Les causes de cette hybridation sont multiples. D’un côté, nous montrons l’incapacité – ou le manque de volonté – des élites locales, y compris celles issues de partis d’opposition parvenus au pouvoir, d’abandonner les vieilles pratiques autoritaires, même si l’ouverture politique les oblige à les transformer (Montambeault, Hilgers, Luccisano et Macdonald). D’un autre, nous notons que l’hétérogénéité sociale du Mexique – particulièrement visible au niveau local – encourage l’apparition de médiateurs politiques, qui ensuite retirent des rentes importantes de leur prétention d’être irremplaçables pour la gouvernance locale (Durazo Herrmann). Nous signalons en outre que, du côté des mouvements sociaux, l’adhésion aux principes et aux pratiques de la démocratie libérale peut être incomplète et ambivalente, comme c’est le cas des organisations issues de la théologie de la libération (Tahar Chaouch). Ces paradoxes et contradictions sont à l’origine d’une bonne partie des conflits – parfois violents – qui entachent la politique au Mexique.

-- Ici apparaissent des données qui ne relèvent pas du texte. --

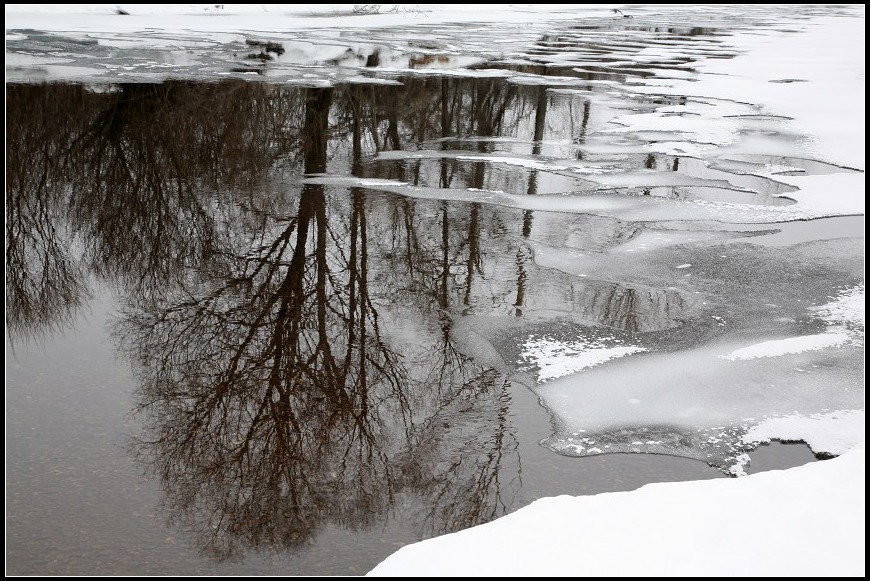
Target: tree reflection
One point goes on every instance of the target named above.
(294, 343)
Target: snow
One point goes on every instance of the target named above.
(779, 347)
(804, 521)
(831, 433)
(558, 358)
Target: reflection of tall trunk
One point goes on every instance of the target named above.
(523, 257)
(584, 125)
(540, 119)
(473, 261)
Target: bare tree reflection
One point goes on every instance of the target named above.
(44, 280)
(294, 343)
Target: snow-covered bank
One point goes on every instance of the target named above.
(806, 521)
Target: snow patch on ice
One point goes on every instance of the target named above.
(555, 358)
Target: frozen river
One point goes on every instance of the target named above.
(282, 302)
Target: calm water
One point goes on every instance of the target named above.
(229, 350)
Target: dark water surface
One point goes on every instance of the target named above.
(234, 349)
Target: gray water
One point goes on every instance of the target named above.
(230, 352)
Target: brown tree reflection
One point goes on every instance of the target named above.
(294, 343)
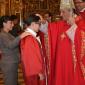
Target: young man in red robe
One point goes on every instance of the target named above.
(32, 57)
(65, 52)
(80, 7)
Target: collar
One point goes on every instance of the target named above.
(82, 10)
(31, 31)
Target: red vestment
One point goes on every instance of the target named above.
(55, 29)
(80, 50)
(32, 59)
(83, 14)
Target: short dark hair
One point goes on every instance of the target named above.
(13, 17)
(31, 18)
(49, 13)
(4, 19)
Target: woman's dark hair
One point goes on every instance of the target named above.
(13, 17)
(4, 19)
(31, 18)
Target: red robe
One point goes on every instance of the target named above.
(83, 14)
(80, 50)
(55, 29)
(31, 57)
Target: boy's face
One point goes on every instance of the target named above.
(79, 4)
(35, 26)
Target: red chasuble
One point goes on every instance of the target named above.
(83, 14)
(80, 51)
(31, 57)
(55, 29)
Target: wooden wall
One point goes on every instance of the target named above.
(23, 8)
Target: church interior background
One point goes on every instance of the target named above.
(22, 8)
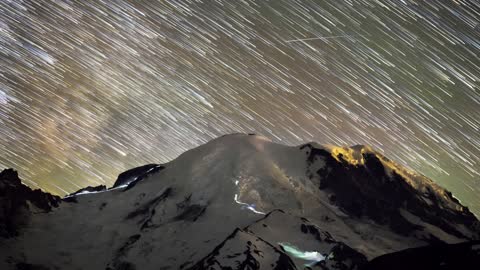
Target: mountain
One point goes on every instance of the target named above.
(238, 202)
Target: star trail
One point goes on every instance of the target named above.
(89, 89)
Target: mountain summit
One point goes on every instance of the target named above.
(240, 202)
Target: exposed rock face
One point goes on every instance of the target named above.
(17, 201)
(237, 202)
(242, 250)
(368, 189)
(463, 256)
(137, 174)
(89, 189)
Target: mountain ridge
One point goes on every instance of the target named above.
(353, 198)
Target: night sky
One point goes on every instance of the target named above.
(89, 89)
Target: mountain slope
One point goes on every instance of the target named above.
(352, 202)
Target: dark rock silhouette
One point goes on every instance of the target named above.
(17, 201)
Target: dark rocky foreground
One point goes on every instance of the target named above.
(328, 208)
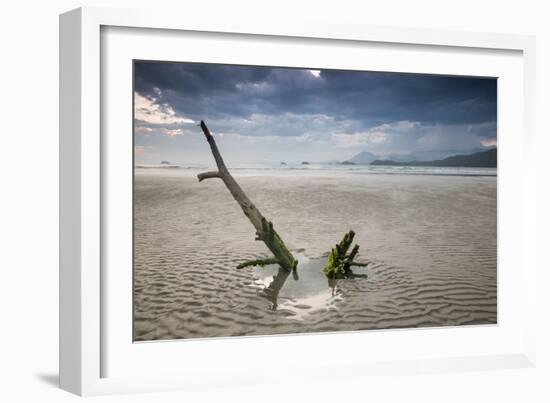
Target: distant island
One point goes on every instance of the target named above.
(483, 159)
(363, 158)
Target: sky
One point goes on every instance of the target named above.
(264, 115)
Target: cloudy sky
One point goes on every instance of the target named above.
(268, 115)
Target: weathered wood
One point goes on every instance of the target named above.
(264, 229)
(339, 262)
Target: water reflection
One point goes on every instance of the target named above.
(311, 292)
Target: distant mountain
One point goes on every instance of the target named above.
(363, 158)
(483, 159)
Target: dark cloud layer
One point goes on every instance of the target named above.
(207, 91)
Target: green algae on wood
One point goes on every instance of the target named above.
(339, 263)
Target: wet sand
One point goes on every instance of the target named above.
(430, 242)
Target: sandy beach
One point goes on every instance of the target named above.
(430, 241)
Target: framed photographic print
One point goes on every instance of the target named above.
(230, 191)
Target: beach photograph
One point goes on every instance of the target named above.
(274, 200)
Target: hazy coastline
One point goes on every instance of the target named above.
(430, 238)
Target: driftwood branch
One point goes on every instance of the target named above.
(339, 263)
(208, 175)
(264, 228)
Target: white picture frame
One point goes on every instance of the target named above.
(87, 348)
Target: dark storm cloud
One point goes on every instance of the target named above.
(203, 91)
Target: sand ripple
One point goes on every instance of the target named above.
(431, 242)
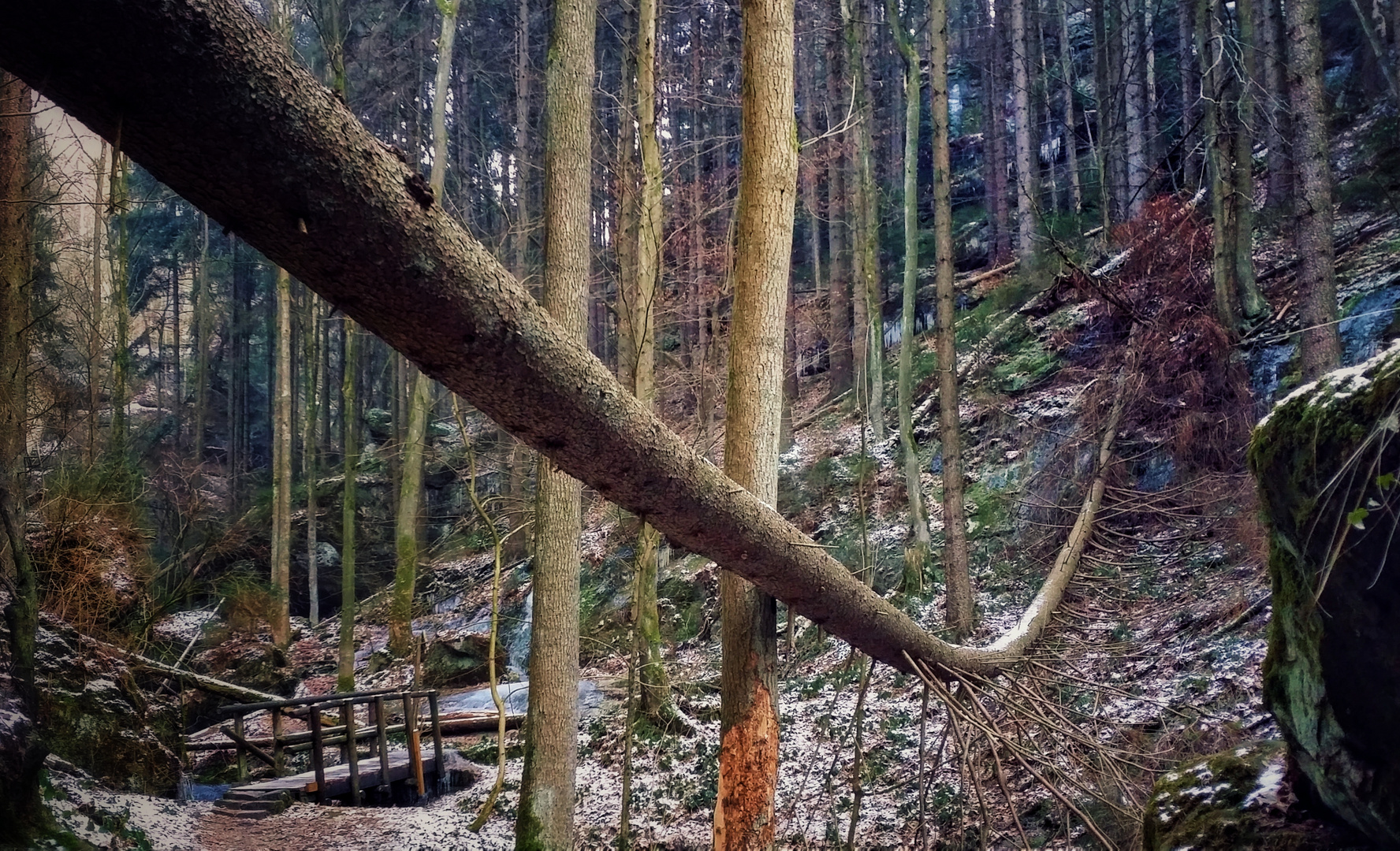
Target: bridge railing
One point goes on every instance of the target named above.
(344, 732)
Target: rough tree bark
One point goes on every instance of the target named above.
(642, 308)
(959, 600)
(916, 553)
(768, 195)
(281, 570)
(184, 77)
(546, 808)
(350, 452)
(1026, 162)
(21, 749)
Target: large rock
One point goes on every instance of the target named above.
(461, 661)
(1327, 461)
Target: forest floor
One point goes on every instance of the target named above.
(1156, 654)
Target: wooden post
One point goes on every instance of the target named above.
(438, 744)
(243, 757)
(276, 741)
(352, 750)
(411, 726)
(384, 741)
(317, 755)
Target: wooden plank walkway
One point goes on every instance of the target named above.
(272, 795)
(337, 777)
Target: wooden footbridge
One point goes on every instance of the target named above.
(400, 775)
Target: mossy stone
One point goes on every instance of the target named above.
(1326, 463)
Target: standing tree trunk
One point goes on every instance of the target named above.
(994, 160)
(1070, 136)
(281, 466)
(959, 602)
(1312, 202)
(743, 816)
(121, 306)
(200, 346)
(867, 339)
(546, 808)
(311, 344)
(1136, 111)
(1273, 43)
(837, 229)
(656, 689)
(916, 555)
(420, 394)
(1104, 117)
(350, 451)
(1190, 93)
(21, 808)
(281, 423)
(1025, 153)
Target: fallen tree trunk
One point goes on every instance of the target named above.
(202, 95)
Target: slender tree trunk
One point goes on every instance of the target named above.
(1025, 151)
(281, 422)
(1134, 100)
(837, 229)
(281, 466)
(406, 517)
(202, 310)
(1105, 115)
(420, 387)
(808, 171)
(996, 160)
(121, 306)
(1250, 299)
(1312, 202)
(656, 689)
(916, 553)
(99, 214)
(1275, 113)
(1070, 135)
(867, 339)
(959, 602)
(311, 342)
(545, 818)
(349, 501)
(1189, 72)
(743, 816)
(16, 294)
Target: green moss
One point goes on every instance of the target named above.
(1318, 458)
(1219, 804)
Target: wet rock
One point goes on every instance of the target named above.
(461, 661)
(1234, 801)
(1327, 463)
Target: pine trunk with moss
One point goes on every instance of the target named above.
(916, 553)
(743, 816)
(545, 818)
(959, 600)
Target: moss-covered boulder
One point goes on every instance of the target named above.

Pris dans leur ensemble, nos textes démontrent la fluidité et le dynamisme de la situation politique au Mexique. Nous révélons aussi de nombreuses contradictions sur le terrain, qui vont des écarts entre la pratique politique des acteurs et la théorie démocratique – et même les dispositions légales – à la présence d’une hétérogénéité régionale très importante, en passant par des processus et des calendriers de transition différents, voir divergents, par circonscription.

De façon plus large, nous percevons deux phénomènes paradoxaux à l’oeuvre dans la transition mexicaine : premièrement, l’évolution des pratiques politiques informelles n’a pas nécessairement accompagné celle des institutions formelles – même si elle n’en est pas complètement indépendante ; deuxièmement, l’approfondissement des pratiques démocratiques n’a pas toujours suivi leur expansion. Bien que ce deuxième processus soit lié d’une certaine façon au premier, il est aussi dépendant de la logique même de la transition mexicaine, axée sur des réformes à la pièce, incrémentales et sans véritable plan d’ensemble.

En conséquence, la portée des réformes de la transition est moins grande et plus difficile à évaluer que prévu. Nos réflexions, axées sur la dimension locale, nous permettent de mieux identifier et expliquer ces nuances.

Sans le dire expressément, nous remettons donc en question la viabilité des concepts de « transition » et de « consolidation », au moins pour le cas mexicain, et nous cherchons une alternative, telle l’« hybridation ». Ce faisant, nous espérons contribuer théoriquement et empiriquement à une nouvelle vague de réflexion sur les processus de changement politique au Mexique, et ailleurs en Amérique latine, voire dans le monde. Ce numéro spécial de Politique et Sociétés n’est vraiment qu’un premier pas dans cette direction.